From the sounds of it, you have the wrong attitude right from the get-go. If you just lie still and go about your normal mental business, you'll be lying there for days and never get to SP.

----------


## silicovolcaniosis

The best way for me to get sp is o simply open my eyes in the middle of a lucid dream, once in sp though you must not close your eyes again because in an instant youll dream gain and become un lucid

----------


## zoo york is cool

> From the sounds of it, you have the wrong attitude right from the get-go. If you just lie still and go about your normal mental business, you'll be lying there for days and never get to SP.



I liked the part where you explained what I was doing wrong

----------


## Higurashi

Speaking from experience, I would suggest being REALLY tired before trying to WILD. It's extremely frustrating when you can't get your body to sleep. Immediately go into some sort of way to keep your mind conscious(counting backwards from 500 for me) until you start to feel vibrations. When they begin, start to visualize the dream scene you want to enter. This works for me.
Hopefully I helped ^.^

----------


## Amelaclya

> From the sounds of it, you have the wrong attitude right from the get-go. If you just lie still and go about your normal mental business, you'll be lying there for days and never get to SP.

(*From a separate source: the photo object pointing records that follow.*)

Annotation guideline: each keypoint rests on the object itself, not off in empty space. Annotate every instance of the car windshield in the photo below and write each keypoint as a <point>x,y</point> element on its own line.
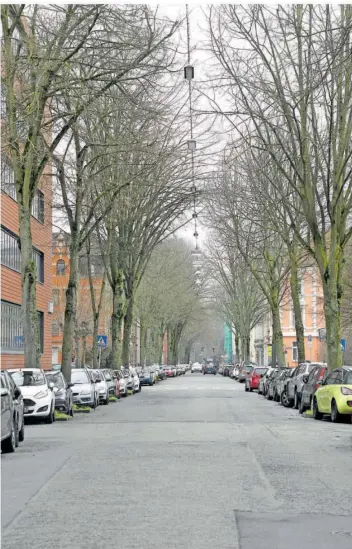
<point>29,378</point>
<point>79,377</point>
<point>56,379</point>
<point>347,377</point>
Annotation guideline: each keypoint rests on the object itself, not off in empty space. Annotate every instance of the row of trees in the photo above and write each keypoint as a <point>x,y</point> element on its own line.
<point>283,191</point>
<point>94,97</point>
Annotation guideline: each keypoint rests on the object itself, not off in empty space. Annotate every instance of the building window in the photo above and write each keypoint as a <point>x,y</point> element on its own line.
<point>38,257</point>
<point>38,206</point>
<point>55,328</point>
<point>12,339</point>
<point>8,179</point>
<point>10,252</point>
<point>55,296</point>
<point>60,267</point>
<point>11,327</point>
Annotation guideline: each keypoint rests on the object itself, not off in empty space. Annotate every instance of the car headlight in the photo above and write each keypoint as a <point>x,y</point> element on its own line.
<point>41,394</point>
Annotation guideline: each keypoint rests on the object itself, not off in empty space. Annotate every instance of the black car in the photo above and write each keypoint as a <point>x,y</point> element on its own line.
<point>62,391</point>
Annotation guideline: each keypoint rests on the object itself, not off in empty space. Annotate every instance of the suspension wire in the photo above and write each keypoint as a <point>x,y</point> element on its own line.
<point>194,189</point>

This isn't true - at least not for everyone

One of the techniques that works best for me is to just let my mind drift as if I were going to sleep - and then when I feel myself dozing I usually start the counting, or chanting, or visualizing or whatever I feel like that night.  It takes practice though - considering it is easy to fall asleep this way.  It's less boring than counting or something the entire time though IMO.

----------


## Sorox

The last time i entered SP i was in my old room and i used to haer whispers every so often. Havent entered Sp since i moved out. Try thinking of something scary. Or your worst nightmare.

----------


## Wettam

I found a way for myself, set your alarm 6 in a half hours to get you up.  Turn it off immediately ONLY IF YOUR ARMS DONT MOVE ANY OTHER PARTS OF YOUR BODY!  go back to sleep in the same position you were.  Best if you went to sleep with your body towards the clock so when it goes off all you move is your arms.  Now think of a scary thing, like a spooky mask or something in the dream scary.  5 minutes later you'll feel an intense push and the scary picture you thought of in your mind might pop up a little bit.  You will not be able to move at this point.  Don't freak out this is how your body is the whole time ur dreaming to protect you from jumping out a window.  It's gonna feel very very scary but remember its only my dream state and body and nothing is on your bed or whatever is scaring you.  I don't know why it helps me to think of something scary when I go back to sleep it just works for me.  Than once you feel you cant move, open your dream eyes!

----------


## gab

OP has not been online since 2009. Thread locked.

----------